Well, that is one way of looking at the conclusion of years of legal harassment of a group that looks after old and disabled people and just wants to follow Catholic teaching.
The CNN article continues, claiming, “The ruling is a win for President Donald Trump, who has vowed to act aggressively to protect what he and other conservatives frame as religious liberty, as well as for the Little Sisters of the Poor, a Roman Catholic religious order for women who, along with the Trump administration, asked the court to step in.”
“Frame” as religious liberty? A Catholic organization was ordered to do something that ran contrary to its religious beliefs, and CNN cannot bring itself to admit that there is a genuine issue here of religious liberty.

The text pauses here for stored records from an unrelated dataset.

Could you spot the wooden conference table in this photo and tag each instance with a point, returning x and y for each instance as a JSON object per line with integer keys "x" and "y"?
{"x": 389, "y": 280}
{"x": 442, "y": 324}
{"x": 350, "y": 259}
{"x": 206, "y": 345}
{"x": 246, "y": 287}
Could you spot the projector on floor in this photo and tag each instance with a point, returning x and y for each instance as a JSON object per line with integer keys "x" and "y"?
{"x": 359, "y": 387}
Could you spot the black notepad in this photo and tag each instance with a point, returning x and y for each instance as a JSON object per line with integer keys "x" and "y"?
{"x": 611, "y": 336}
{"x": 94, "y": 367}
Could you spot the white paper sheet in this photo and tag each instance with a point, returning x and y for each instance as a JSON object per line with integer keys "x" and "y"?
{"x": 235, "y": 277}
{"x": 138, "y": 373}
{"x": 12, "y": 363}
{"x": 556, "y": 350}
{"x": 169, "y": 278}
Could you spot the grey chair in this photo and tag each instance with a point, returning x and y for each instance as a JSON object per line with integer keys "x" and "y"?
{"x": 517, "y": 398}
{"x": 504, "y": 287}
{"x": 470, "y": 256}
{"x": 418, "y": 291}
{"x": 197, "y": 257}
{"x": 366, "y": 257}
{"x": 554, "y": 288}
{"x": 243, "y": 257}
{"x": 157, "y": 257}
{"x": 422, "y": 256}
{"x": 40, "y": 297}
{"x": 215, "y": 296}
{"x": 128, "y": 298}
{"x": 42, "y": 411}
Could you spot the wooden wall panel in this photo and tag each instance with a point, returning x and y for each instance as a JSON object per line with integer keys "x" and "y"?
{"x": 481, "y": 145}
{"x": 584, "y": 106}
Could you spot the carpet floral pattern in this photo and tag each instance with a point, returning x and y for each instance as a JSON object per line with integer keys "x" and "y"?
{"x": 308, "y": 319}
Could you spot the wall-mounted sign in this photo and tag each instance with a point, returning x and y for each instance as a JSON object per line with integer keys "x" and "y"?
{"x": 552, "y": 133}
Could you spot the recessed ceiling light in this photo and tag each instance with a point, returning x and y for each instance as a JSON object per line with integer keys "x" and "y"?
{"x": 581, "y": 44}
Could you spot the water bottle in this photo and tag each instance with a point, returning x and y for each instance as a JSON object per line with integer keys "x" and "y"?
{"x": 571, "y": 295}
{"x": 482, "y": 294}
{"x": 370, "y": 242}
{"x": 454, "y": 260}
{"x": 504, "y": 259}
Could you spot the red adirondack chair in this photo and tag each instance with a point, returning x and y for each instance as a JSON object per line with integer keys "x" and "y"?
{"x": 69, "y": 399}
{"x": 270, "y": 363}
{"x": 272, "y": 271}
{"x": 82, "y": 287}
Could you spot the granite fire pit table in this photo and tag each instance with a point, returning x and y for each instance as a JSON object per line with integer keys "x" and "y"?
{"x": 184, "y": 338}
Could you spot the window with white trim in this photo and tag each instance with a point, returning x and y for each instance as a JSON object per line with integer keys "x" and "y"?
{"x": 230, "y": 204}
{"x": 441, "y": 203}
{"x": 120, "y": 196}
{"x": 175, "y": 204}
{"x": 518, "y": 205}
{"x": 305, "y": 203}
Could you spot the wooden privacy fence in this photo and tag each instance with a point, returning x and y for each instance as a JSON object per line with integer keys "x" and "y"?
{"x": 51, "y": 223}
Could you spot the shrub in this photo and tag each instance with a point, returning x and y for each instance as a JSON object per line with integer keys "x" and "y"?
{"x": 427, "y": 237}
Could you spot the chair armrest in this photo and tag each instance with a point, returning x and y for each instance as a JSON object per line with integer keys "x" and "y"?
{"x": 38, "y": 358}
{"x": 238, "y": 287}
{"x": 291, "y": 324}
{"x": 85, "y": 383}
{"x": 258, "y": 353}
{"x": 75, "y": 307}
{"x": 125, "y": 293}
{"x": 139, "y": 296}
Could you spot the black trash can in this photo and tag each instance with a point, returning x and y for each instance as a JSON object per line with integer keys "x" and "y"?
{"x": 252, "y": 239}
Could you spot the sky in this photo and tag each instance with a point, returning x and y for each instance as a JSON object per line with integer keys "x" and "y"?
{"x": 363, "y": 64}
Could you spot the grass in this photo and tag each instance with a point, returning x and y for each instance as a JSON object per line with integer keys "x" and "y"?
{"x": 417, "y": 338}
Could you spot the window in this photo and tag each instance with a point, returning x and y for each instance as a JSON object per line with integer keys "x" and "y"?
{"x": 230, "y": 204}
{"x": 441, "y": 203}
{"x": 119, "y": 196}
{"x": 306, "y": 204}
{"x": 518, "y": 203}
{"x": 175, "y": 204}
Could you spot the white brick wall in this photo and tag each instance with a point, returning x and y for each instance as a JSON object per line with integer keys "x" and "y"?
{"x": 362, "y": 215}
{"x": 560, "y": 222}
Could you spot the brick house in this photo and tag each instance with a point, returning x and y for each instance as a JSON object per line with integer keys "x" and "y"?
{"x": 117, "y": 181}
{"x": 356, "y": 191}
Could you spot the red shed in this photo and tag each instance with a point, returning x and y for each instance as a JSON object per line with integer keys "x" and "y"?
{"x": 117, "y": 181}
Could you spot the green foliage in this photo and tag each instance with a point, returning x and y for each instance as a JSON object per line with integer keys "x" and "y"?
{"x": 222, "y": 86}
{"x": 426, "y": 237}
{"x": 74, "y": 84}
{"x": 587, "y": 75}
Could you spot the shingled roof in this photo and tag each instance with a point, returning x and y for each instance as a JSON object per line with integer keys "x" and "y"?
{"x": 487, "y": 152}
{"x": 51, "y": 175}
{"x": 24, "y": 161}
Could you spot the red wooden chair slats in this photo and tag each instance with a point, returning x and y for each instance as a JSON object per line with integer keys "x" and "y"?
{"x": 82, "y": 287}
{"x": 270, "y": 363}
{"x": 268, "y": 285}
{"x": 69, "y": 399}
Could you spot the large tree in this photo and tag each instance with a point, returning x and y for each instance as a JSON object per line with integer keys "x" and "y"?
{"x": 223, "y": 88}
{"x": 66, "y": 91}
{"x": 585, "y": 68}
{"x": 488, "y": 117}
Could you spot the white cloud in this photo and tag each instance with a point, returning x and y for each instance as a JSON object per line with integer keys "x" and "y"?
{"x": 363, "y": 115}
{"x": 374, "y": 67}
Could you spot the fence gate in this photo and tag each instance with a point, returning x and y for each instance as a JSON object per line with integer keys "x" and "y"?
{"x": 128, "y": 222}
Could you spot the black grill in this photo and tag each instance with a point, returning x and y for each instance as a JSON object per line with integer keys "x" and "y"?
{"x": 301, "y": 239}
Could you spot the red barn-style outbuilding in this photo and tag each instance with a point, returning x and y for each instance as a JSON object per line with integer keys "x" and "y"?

The report continues (emphasis added): “The Little Sisters case required the justices to balance concerns for women’s health care against claims of religious liberty. The law requires that employer-provided health insurance plans cover birth control as a preventive service at no cost.”
Ah, there is that “claims” again. Note that “concerns for women’s health care” are presented as exactly that, but that concerns about very real violations of “religious liberty” are merely “claims.”
“The dispute,” the CNN story continues, “pit supporters of the contraceptive provision against those who said it violated their religious and moral beliefs.”
“Those who said”!
Lastly, there are these targeted asides from the CNN report:
[…]
“By the government’s own estimate, between 75,000 to 125,000 women would lose coverage. At oral arguments held over the phone because of the coronavirus, Justice Ruth Bader Ginsburg — participating from a hospital bed because of a gall bladder condition — lambasted the government’s position, arguing it would leave women “to hunt for other government programs that might cover them.”
If CNN’s framing of the Little Sisters’ victory surprises you, it should not. The author of the news report, CNN court reporter Ariane de Vogue, routinely publishes stories with a sharp left-wing tilt (see: this pro-Ruth Bader Ginsburg hagiography dressed up as hard news reporting).
It is not surprising that CNN, an increasingly partisan network, would characterize a religious liberty victory in strictly partisan terms. Welcome to the culture wars.